Peperomia huanucoana is a species of epiphytic herb in the genus Peperomia that is native to Peru. It grows on wet tropical biomes. Its conservation status is Threatened.

==Description==
The type specimen were collected at Huánuco, Peru.

Peperomia huanucoana is a moderately small, ascending, branching herb with a slender stem 1–2 mm thick, densely covered in papillose-puberulous hairs. The leaves are typically in whorls of 3–4 at the nodes, spreading or reflexed. They are ovate-elliptic to oblong-elliptic, obtuse at both ends, and sessile or nearly so. They are small, 10–20 mm long and 5–6 mm wide, papillose-puberulous on both surfaces, rather thin, and narrowly 3-nerved with a more or less branched midrib.
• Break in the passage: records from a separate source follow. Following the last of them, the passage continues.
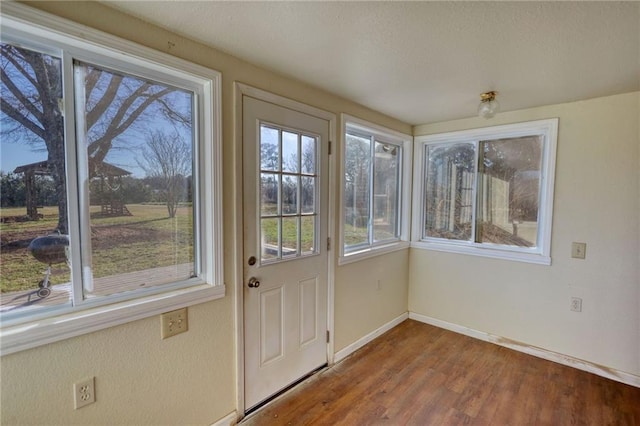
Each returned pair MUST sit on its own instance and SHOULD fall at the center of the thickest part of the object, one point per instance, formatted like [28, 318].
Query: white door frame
[240, 90]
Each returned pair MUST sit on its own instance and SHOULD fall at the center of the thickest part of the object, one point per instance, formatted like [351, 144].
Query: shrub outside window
[110, 154]
[487, 191]
[374, 190]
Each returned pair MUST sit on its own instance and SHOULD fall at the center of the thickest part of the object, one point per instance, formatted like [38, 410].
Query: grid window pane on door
[288, 193]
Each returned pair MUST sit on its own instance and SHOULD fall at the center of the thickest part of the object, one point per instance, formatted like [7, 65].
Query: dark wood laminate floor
[417, 374]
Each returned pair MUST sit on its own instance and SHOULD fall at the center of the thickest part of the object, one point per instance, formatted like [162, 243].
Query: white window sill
[52, 329]
[372, 252]
[495, 253]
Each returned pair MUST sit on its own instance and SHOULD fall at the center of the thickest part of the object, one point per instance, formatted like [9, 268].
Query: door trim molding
[240, 90]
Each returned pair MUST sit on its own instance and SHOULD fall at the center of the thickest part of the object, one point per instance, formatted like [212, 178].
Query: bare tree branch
[12, 112]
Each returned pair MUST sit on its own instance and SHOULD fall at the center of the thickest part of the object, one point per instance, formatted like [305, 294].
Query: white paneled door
[285, 160]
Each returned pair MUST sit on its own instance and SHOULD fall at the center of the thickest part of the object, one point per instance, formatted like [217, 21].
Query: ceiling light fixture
[488, 104]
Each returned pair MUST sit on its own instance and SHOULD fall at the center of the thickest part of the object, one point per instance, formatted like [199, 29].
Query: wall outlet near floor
[576, 304]
[174, 322]
[84, 393]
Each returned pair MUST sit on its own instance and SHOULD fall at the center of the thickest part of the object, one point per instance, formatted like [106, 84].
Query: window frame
[403, 141]
[541, 254]
[74, 41]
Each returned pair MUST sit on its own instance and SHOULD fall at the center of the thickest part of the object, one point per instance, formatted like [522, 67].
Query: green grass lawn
[147, 239]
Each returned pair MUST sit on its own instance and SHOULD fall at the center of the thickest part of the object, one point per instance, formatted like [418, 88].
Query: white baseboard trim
[343, 353]
[229, 420]
[609, 373]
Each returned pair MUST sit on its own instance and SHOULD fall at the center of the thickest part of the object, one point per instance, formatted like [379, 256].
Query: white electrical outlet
[84, 393]
[174, 322]
[576, 304]
[578, 250]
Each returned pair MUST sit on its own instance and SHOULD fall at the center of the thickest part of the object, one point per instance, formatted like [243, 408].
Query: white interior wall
[597, 201]
[189, 378]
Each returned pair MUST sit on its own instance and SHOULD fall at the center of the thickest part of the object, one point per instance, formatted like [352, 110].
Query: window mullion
[71, 168]
[372, 162]
[475, 193]
[82, 190]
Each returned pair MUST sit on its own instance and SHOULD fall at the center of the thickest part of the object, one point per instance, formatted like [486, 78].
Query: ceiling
[424, 62]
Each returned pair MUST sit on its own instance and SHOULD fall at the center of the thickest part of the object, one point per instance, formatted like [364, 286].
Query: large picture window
[375, 189]
[110, 181]
[487, 191]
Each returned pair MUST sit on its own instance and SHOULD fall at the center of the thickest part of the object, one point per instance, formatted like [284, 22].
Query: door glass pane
[309, 149]
[385, 188]
[308, 234]
[290, 236]
[138, 145]
[308, 193]
[269, 148]
[269, 184]
[290, 194]
[449, 191]
[290, 152]
[509, 173]
[269, 233]
[357, 165]
[34, 254]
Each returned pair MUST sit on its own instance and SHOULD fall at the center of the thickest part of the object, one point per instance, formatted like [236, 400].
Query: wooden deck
[112, 284]
[417, 374]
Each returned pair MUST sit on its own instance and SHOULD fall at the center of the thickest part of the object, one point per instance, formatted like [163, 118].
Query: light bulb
[489, 105]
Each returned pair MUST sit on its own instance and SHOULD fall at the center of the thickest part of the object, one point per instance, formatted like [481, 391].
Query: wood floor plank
[417, 374]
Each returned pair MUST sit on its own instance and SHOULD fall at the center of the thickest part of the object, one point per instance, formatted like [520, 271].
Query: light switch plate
[174, 322]
[578, 250]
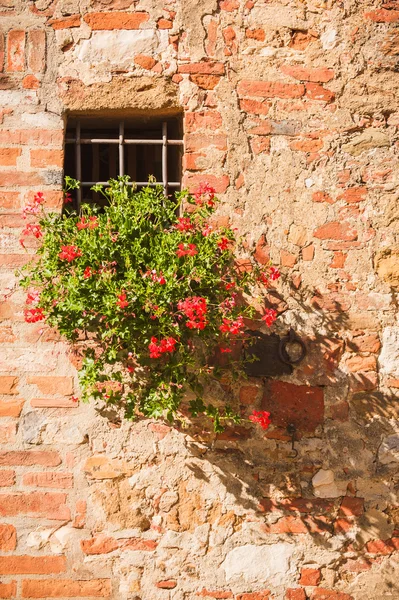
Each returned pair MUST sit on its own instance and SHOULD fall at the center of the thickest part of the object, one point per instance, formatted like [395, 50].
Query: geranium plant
[148, 291]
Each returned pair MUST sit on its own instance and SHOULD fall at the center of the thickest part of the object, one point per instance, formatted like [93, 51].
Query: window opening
[97, 150]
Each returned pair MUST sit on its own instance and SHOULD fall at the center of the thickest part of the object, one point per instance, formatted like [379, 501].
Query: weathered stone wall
[291, 112]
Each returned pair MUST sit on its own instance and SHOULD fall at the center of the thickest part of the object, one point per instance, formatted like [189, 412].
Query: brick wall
[291, 113]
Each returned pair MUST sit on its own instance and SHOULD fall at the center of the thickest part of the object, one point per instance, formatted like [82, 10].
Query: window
[99, 149]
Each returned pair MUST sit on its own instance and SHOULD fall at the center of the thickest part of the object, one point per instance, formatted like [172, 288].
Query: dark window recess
[100, 149]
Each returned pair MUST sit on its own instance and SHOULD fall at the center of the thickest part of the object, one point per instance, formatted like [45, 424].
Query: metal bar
[148, 142]
[165, 157]
[121, 149]
[78, 165]
[91, 183]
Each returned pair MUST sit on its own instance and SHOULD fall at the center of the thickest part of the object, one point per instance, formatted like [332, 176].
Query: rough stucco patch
[257, 564]
[387, 265]
[145, 93]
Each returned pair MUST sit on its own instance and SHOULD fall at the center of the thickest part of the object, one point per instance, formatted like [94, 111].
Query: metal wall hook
[291, 430]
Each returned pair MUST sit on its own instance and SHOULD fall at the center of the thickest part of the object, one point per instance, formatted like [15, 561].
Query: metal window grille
[121, 142]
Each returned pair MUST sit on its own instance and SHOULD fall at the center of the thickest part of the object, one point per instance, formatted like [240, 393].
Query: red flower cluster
[223, 243]
[184, 224]
[186, 249]
[194, 308]
[88, 272]
[262, 417]
[32, 315]
[204, 194]
[33, 208]
[69, 253]
[33, 297]
[233, 327]
[122, 302]
[92, 223]
[157, 349]
[269, 317]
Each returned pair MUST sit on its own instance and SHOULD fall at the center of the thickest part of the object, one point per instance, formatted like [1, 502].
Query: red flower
[233, 327]
[274, 273]
[32, 315]
[69, 253]
[186, 249]
[157, 349]
[122, 302]
[204, 194]
[194, 308]
[223, 243]
[269, 317]
[262, 417]
[92, 223]
[184, 224]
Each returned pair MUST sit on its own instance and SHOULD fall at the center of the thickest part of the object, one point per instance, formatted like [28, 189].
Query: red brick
[314, 91]
[260, 145]
[255, 34]
[270, 89]
[31, 137]
[306, 74]
[8, 433]
[39, 565]
[80, 514]
[289, 525]
[16, 50]
[8, 590]
[295, 594]
[8, 385]
[197, 141]
[30, 82]
[66, 22]
[310, 577]
[164, 24]
[210, 119]
[361, 363]
[118, 20]
[168, 584]
[308, 253]
[37, 50]
[7, 479]
[263, 595]
[307, 145]
[217, 594]
[205, 82]
[65, 588]
[383, 16]
[322, 197]
[8, 538]
[49, 479]
[46, 158]
[8, 156]
[365, 343]
[381, 547]
[336, 231]
[323, 594]
[27, 458]
[145, 62]
[355, 194]
[254, 107]
[298, 404]
[229, 5]
[202, 68]
[220, 184]
[35, 504]
[287, 259]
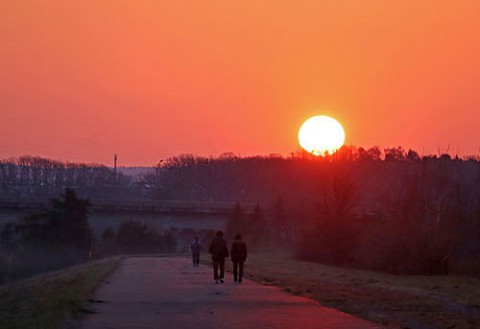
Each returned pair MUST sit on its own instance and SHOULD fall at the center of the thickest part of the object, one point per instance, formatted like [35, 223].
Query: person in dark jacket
[196, 247]
[219, 251]
[239, 256]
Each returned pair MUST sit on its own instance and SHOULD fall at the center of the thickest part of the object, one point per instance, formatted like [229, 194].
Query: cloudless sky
[150, 79]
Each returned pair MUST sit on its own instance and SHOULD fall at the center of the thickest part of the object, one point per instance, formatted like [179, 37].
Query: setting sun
[321, 135]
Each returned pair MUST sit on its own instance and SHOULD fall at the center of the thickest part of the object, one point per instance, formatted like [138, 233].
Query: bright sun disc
[321, 135]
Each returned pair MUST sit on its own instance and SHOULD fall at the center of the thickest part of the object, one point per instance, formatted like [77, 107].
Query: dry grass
[394, 301]
[52, 300]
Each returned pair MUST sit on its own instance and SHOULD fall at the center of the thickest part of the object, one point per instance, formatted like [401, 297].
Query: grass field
[395, 301]
[52, 300]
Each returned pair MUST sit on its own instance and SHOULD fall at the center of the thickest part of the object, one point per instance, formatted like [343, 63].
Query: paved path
[166, 293]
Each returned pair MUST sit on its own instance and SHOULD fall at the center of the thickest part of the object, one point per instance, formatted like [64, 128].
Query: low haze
[147, 80]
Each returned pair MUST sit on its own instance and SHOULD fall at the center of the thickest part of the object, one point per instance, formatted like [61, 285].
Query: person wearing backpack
[196, 247]
[219, 251]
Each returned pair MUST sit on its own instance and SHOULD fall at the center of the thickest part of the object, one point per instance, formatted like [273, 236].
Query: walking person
[238, 256]
[196, 247]
[219, 251]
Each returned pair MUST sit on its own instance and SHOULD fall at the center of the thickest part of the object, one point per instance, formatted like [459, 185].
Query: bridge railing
[156, 206]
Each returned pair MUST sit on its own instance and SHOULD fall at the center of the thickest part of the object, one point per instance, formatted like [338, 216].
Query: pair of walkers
[219, 251]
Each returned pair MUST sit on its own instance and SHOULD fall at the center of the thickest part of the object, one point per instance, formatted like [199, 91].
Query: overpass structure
[138, 206]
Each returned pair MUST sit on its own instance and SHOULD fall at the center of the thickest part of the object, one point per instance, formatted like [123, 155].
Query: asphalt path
[155, 292]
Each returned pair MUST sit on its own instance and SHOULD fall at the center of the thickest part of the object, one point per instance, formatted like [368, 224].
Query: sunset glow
[321, 135]
[83, 80]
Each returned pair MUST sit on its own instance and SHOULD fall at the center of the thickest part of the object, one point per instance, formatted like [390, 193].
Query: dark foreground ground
[151, 292]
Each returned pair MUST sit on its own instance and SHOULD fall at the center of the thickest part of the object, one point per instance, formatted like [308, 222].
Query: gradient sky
[149, 79]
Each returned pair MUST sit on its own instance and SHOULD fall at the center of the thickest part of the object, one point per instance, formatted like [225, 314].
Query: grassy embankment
[392, 300]
[52, 300]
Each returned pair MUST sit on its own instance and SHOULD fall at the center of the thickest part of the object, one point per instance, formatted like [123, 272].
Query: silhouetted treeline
[390, 210]
[29, 176]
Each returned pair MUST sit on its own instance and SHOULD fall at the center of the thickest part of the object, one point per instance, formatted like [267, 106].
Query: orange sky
[149, 79]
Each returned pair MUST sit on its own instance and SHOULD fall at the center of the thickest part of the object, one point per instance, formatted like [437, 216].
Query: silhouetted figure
[196, 247]
[219, 251]
[238, 256]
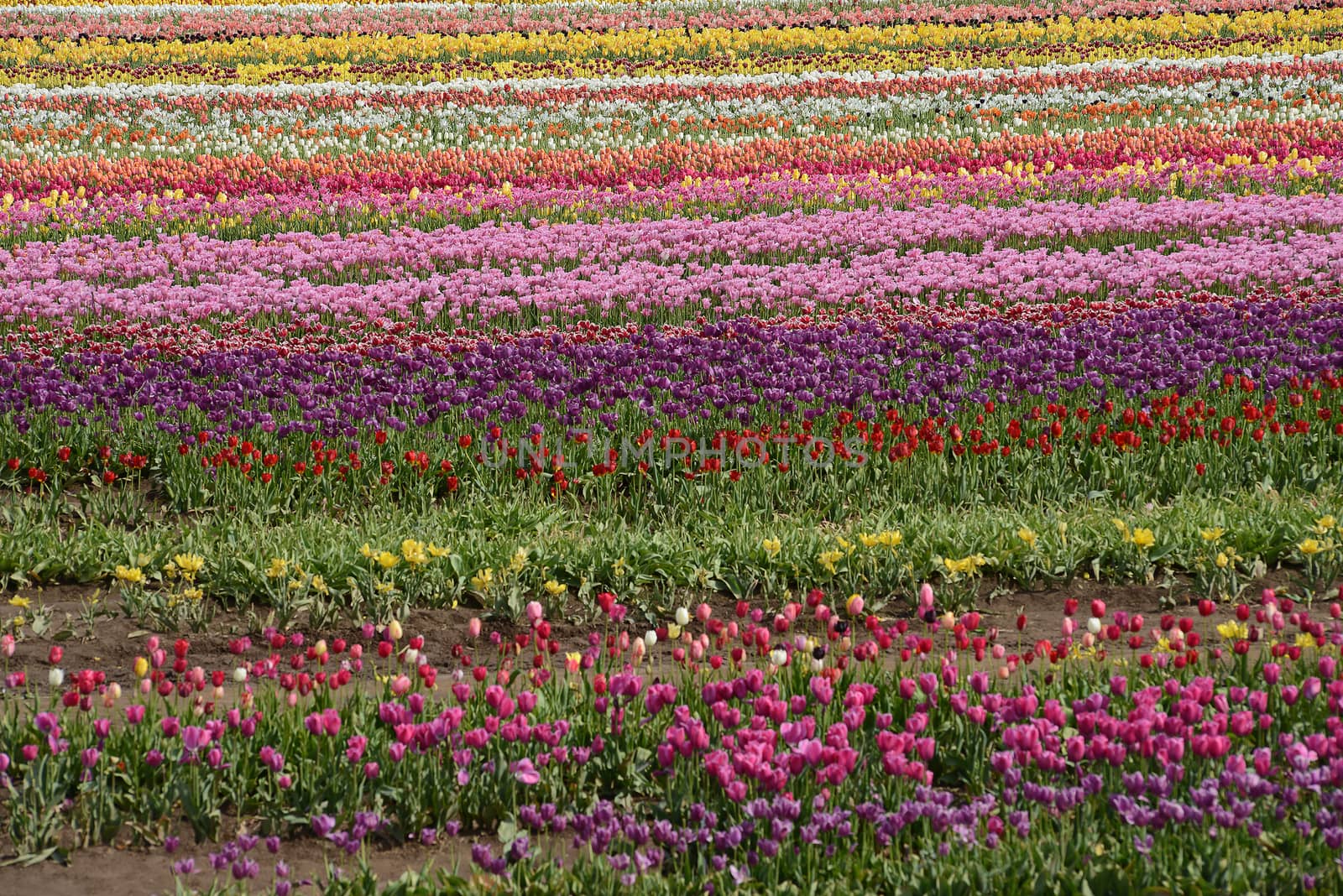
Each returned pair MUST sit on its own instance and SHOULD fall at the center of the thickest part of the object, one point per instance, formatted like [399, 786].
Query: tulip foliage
[845, 315]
The spikes are terminal and axillary, 40 mm long and 1 mm thick, with loosely arranged flowers, and are borne on a scarcely 10 mm long, papillose-puberulous peduncle. The ovary is ovoid and impressed, with a subapical stigma. On stolons, the foliage is very different: leaves overlapping, round-elliptic, thick, revolute, and scarcely more than 5 mm long and 4 mm wide.

==Taxonomy and naming==
It was described in 1936 by William Trelease in Publications of the Field Museum of Natural History, Botanical Series 13, from specimens collected by James Francis Macbride. The epithet is derived from the type locality, Huánuco in Peru, where this species was first collected.

==Distribution and habitat==
It is native to Peru. It grows as an epiphytic herb. It grows on wet tropical biomes.

==Conservation==
This species is assessed as Threatened, in a preliminary report.